Two-stage training method for disguised face recognition

Technical Field

The invention belongs to the technical field of face recognition, and particularly relates to a two-section type training method for disguised face recognition.

Background

Face recognition techniques through convolutional neural networks have enjoyed tremendous success in recent years. As a result of the research, face recognition using face feature vectors obtained by network mapping is very effective and is generally considered to be the most advanced method at present. With the continuous proposition of advanced network structures, high-quality data sets and more delicate loss functions, the identification power of the finally obtained feature vectors is stronger and stronger: the difference between the feature vectors of different persons is gradually increased, whereas the difference between the feature vectors of the same person is decreased.

Although face recognition has been gaining attention, camouflaged face recognition remains a challenging topic. The difficulty of identification is greatly increased after applying articles such as makeup to the face, wearing a cap, mask, etc. And under the condition that the identification difficulty is high, the overall quality of the data set of the degree of dependence of deep learning is not satisfactory, and the difficulty of the subject is further improved. Compared with the common Face recognition field in which high-quality achievements such as FaceNet, SphereFace and ArcFace continuously appear, the achievements in the disguised Face recognition field are much less, and the current newer achievement is MiRA-Face obtained by utilizing a DFW disguised Face data set.

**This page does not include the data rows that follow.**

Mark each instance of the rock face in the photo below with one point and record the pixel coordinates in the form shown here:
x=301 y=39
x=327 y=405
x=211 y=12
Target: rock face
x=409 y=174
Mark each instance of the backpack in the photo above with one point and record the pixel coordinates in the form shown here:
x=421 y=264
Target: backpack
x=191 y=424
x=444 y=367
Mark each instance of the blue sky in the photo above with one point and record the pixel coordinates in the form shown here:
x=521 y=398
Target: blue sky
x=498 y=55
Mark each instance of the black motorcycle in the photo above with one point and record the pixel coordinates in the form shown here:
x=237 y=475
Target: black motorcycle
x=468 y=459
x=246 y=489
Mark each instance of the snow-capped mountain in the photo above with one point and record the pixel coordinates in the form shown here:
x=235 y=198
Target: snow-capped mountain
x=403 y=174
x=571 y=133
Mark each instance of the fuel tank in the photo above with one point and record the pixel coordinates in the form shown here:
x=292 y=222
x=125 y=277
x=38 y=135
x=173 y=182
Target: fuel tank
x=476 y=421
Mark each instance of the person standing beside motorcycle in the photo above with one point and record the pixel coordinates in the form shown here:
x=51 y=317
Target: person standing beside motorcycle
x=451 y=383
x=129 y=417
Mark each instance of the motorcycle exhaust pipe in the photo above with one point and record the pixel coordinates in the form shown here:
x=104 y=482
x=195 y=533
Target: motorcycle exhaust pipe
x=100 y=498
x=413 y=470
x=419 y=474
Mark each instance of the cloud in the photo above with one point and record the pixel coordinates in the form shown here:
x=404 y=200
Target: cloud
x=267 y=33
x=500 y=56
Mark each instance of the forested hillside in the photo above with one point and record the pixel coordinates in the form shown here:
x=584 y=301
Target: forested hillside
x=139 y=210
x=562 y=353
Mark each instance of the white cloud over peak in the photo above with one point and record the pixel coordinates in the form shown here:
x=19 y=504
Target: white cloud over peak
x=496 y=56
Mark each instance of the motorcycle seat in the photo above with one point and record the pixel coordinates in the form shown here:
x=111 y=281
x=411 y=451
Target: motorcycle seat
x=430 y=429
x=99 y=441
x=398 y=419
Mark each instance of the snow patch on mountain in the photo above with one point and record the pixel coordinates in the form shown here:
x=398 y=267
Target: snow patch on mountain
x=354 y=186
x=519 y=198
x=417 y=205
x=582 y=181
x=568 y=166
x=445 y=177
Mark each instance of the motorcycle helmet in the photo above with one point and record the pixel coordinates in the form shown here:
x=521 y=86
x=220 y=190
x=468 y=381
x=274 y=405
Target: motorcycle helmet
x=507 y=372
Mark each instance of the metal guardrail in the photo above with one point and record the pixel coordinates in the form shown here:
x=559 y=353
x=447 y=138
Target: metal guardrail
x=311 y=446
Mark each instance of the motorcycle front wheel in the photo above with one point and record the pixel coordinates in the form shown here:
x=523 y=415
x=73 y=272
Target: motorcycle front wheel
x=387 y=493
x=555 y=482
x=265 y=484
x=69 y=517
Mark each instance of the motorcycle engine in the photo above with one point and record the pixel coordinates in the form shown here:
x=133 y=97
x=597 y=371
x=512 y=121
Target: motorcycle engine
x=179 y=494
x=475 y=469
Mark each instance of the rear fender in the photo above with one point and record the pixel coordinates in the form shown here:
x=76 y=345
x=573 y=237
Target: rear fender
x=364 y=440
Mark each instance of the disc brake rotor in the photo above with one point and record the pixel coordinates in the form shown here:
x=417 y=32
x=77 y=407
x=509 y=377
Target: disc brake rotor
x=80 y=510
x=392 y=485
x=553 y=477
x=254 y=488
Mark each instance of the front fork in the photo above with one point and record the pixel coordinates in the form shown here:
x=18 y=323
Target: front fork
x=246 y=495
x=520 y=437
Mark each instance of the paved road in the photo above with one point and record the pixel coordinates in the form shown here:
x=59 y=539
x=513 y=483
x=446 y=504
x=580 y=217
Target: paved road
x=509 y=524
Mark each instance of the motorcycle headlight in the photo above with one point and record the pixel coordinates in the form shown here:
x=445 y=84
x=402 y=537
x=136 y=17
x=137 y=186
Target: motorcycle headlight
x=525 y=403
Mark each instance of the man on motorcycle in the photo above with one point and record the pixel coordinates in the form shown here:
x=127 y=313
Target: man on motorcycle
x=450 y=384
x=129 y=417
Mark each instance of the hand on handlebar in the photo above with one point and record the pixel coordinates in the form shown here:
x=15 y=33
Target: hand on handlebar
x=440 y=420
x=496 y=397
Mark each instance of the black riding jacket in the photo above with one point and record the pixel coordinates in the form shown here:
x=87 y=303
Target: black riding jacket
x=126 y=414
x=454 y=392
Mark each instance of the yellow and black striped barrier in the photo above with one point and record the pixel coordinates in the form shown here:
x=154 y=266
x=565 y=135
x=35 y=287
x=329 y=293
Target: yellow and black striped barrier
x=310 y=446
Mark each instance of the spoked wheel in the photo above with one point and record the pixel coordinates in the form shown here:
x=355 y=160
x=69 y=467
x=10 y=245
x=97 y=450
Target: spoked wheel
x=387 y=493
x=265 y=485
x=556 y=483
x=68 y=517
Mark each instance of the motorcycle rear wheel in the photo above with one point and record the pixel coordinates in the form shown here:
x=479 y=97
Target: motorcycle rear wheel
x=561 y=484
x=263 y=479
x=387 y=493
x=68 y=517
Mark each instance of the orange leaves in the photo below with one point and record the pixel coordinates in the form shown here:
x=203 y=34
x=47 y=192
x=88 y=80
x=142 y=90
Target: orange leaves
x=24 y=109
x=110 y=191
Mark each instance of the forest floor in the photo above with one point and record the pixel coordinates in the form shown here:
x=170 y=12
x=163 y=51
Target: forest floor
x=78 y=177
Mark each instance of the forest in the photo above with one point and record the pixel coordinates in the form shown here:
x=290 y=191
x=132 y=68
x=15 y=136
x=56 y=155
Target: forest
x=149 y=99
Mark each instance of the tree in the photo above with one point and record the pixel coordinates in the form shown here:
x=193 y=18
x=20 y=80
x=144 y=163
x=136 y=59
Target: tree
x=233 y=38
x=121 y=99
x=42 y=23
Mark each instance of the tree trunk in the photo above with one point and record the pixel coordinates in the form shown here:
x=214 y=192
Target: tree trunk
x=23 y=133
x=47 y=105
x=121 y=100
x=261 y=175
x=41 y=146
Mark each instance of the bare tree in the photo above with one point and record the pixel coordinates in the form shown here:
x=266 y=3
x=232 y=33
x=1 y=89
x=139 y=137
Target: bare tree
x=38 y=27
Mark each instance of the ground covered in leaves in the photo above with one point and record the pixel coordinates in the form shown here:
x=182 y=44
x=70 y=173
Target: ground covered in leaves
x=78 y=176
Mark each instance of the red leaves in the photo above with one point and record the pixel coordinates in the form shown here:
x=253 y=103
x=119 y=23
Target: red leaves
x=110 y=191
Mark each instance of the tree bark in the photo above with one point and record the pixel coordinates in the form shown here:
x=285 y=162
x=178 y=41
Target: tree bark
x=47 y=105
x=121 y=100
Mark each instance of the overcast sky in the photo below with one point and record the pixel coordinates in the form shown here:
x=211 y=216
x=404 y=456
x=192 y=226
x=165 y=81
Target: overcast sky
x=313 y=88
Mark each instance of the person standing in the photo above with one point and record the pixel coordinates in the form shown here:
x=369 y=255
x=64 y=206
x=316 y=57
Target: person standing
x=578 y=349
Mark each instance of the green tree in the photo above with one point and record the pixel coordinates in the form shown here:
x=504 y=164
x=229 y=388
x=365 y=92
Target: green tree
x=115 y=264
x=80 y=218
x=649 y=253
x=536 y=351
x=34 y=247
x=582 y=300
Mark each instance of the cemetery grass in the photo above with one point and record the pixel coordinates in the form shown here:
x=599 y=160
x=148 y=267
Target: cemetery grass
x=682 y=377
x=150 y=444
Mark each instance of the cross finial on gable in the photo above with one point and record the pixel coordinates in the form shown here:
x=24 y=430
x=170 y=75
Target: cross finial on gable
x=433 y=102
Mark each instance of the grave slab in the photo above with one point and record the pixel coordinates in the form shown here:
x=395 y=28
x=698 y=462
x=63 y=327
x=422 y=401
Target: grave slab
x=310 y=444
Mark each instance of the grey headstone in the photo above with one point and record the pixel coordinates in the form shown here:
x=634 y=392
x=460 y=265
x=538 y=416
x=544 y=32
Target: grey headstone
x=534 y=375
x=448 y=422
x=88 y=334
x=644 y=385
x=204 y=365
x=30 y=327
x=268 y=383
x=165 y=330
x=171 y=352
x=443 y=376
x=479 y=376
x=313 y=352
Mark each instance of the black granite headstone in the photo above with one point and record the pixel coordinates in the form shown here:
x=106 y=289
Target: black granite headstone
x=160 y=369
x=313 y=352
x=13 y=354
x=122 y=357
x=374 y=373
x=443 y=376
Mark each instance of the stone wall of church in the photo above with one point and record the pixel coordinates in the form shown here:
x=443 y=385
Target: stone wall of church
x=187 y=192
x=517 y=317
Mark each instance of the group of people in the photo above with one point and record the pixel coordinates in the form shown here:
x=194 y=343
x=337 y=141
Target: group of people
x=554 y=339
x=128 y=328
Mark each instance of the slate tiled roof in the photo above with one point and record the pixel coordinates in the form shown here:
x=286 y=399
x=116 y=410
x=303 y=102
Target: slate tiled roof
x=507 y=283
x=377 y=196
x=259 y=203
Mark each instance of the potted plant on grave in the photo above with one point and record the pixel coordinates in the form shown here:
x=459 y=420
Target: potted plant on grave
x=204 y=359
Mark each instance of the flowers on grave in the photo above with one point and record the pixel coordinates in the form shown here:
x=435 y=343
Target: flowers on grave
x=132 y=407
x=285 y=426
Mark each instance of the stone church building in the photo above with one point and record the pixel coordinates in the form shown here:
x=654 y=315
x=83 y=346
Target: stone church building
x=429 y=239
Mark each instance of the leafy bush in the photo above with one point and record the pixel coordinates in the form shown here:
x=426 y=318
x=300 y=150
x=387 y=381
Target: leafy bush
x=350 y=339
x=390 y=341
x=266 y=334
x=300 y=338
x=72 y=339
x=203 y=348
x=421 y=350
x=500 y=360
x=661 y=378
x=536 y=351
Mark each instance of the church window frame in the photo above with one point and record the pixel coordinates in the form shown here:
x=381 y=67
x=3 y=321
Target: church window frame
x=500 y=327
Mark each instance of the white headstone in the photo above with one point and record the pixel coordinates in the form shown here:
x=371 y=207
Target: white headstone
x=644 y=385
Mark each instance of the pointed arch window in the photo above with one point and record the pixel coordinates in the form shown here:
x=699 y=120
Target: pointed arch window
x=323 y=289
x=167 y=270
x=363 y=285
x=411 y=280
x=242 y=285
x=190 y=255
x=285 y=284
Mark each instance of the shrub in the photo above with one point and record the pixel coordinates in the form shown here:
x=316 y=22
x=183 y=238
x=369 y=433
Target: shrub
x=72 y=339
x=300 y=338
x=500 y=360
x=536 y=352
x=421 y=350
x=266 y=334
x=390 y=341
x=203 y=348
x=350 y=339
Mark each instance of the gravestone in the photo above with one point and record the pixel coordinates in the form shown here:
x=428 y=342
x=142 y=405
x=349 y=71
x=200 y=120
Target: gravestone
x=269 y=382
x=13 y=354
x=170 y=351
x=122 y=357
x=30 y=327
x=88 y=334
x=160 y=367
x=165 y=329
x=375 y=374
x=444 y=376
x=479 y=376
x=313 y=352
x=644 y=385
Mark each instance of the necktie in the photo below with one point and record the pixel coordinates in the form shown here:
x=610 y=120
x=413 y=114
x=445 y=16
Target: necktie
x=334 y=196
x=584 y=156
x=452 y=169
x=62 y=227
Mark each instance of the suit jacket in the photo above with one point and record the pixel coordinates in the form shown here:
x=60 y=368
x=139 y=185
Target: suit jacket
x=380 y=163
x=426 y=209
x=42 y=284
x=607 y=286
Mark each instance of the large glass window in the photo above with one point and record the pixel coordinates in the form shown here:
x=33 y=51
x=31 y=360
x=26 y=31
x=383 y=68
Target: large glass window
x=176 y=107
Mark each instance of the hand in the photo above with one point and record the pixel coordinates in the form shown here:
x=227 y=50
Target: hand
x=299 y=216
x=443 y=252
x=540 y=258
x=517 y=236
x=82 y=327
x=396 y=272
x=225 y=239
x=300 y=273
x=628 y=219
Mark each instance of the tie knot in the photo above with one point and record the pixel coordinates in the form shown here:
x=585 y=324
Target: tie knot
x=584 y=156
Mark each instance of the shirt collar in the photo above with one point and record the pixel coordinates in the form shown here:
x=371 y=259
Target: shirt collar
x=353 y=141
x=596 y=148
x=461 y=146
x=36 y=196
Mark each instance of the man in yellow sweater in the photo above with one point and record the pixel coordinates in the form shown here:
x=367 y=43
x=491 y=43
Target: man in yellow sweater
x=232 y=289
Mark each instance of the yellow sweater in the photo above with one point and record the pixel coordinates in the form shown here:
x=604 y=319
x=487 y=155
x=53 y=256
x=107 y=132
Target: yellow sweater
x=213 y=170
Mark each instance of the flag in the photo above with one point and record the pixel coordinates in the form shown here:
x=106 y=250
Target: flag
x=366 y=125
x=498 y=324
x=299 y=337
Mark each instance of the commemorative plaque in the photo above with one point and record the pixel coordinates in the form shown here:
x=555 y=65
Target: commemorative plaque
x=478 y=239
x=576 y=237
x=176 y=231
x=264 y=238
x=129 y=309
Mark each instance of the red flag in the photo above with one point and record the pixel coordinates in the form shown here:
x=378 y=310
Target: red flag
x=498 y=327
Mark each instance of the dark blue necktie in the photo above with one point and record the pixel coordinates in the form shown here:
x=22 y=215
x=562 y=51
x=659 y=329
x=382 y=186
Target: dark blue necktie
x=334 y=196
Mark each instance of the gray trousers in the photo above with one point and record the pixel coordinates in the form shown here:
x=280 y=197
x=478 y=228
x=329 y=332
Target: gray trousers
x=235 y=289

The method uses a two-stage training, firstly uses a general face recognition training method to obtain a network, and then uses a training set provided by DFW to perform dimensionality reduction processing on the feature vector by using PCA, thereby obtaining certain information in the aspect of camouflage. MiRA-Face has the following disadvantages: (1) the first stage of training uses the method proposed by CosFace, which is not the best choice at present; (2) less information is extracted using PCA. Both of these result in that there is still room for improvement in the performance of the algorithm.

Disclosure of Invention

The technical problem to be solved by the invention is to overcome the defects of the prior art and provide a two-stage training method for disguised face recognition, wherein the method is characterized in that an ArcFace is adopted to train a basic convolutional neural network, and a Joint loss function is used for minimizing the class inner distance of a DFW training sample and expanding the inner distance of the DFW training sample, so that the good disguised face recognition effect is achieved.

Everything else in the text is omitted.